While Desperate Youth, Blood Thirsty Babes could have become an exercise in studio-based formalistic noodling, Adebimpe and Malone’s vocals and lyrics give the songs structure and direction. Given the few instances when traditional instrumentation is employed in shaping a song’s melody, the burden falls almost entirely on the vocalists to keep the bottom from dropping out. For the vast majority of indie rock bands, that would spell certain doom (but who wants to write another complaint about musicians’ growing unwillingness to sing?), but Adebimpe, who usually croons but whose voice has astonishing range, and Malone, whose voice is a bit higher and a bit more rough around the edges, can certainly carry songs on their own. Indeed, the most direct song on the album, “Ambulance,” has nothing but vocals, and the vast array of harmonies make the song difficult to place either within a particular genre or emulating a particular period in music history. And the song unmistakably connects: unlike other saviors and innovators of rock music, TV on the Radio hasn’t let its music devolve into callow, dystopian fantasy.
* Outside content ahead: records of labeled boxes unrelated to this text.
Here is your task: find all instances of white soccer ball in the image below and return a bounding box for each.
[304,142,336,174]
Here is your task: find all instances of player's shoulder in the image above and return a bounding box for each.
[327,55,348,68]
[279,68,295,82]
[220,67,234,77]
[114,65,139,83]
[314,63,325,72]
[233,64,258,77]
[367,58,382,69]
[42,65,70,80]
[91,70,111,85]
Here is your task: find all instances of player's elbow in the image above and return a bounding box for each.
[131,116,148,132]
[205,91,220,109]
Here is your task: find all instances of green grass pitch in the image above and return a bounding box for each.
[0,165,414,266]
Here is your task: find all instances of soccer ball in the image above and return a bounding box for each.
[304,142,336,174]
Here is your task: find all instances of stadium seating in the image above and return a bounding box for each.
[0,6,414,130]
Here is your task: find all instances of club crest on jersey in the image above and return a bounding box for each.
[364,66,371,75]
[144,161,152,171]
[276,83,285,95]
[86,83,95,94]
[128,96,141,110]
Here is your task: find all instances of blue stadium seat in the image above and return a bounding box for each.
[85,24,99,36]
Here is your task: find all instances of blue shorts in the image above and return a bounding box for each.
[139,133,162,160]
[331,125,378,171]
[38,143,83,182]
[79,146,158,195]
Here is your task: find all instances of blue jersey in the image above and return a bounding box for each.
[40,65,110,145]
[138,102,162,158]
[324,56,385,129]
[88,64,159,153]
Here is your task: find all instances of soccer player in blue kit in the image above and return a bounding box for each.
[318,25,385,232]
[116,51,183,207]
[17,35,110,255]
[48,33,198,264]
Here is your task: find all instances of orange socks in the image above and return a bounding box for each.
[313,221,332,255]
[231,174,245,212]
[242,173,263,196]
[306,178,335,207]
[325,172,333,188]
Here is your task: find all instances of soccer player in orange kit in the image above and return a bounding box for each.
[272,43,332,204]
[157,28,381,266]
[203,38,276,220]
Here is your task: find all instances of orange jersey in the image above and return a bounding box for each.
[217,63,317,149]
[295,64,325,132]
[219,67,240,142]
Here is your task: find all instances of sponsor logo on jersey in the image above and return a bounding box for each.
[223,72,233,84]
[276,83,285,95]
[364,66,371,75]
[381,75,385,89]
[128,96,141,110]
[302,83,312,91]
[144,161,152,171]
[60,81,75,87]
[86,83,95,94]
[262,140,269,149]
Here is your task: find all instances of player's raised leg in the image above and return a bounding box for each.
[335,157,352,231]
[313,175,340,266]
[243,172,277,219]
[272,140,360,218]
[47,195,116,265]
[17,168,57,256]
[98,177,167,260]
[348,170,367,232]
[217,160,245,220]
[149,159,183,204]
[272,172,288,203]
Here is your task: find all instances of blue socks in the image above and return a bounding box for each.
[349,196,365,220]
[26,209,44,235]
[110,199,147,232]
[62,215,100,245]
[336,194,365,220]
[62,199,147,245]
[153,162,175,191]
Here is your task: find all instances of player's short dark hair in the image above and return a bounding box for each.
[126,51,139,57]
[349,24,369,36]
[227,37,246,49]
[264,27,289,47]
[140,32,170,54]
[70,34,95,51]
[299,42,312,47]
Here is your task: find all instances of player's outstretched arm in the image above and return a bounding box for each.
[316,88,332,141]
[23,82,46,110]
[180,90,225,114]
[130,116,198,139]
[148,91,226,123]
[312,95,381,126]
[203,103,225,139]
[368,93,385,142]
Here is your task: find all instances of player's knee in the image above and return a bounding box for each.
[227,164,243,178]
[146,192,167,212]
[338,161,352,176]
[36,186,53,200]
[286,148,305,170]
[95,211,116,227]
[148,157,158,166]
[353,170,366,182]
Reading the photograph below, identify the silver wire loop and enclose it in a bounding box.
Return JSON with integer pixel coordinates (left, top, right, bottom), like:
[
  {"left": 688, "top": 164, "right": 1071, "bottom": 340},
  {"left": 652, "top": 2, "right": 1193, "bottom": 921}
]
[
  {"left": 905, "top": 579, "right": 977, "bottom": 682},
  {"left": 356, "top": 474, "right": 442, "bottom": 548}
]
The lyrics have a decidedly sharper edge this time around – whereas previous lyrics were of seemingly indeterminate subject manner, nearly every song on Desperate Youth, Blood Thirsty Babes has the devastating inferential power of a song like “Blind” from Young Liars. The subjects range from trenchant and far-reaching social commentary – “The Wrong Way” alludes to both the thoughtless racism of Hollywood movies and the bloody international diamond trade, which receives ample support from the music industry, and “King Eternal” seems to be a discussion of the death penalty – to more typical rock and roll fare about the difficulty of relationships (“Wear You Out,” “Don’t Love You”) and the joys of finding the right girl (“Poppy”). While the topics may succumb to rock stereotypes, the metaphors are still new, like on the torch-carrying “Ambulance”: “I will be your accident if you will be my ambulance / and I will be your screech and crash if you will be my crutch and cast.”
If occasionally the juxtaposition of topics rattles – and it is a bit jarring to hear the way the political gives way to the personal on the second half of the album – that’s a minor blemish. Indeed, it’s merely another indicator of the album’s variety. TV on the Radio now has 13 songs, two albums, and a style all its own. And once again, I can’t wait to see where things go from here.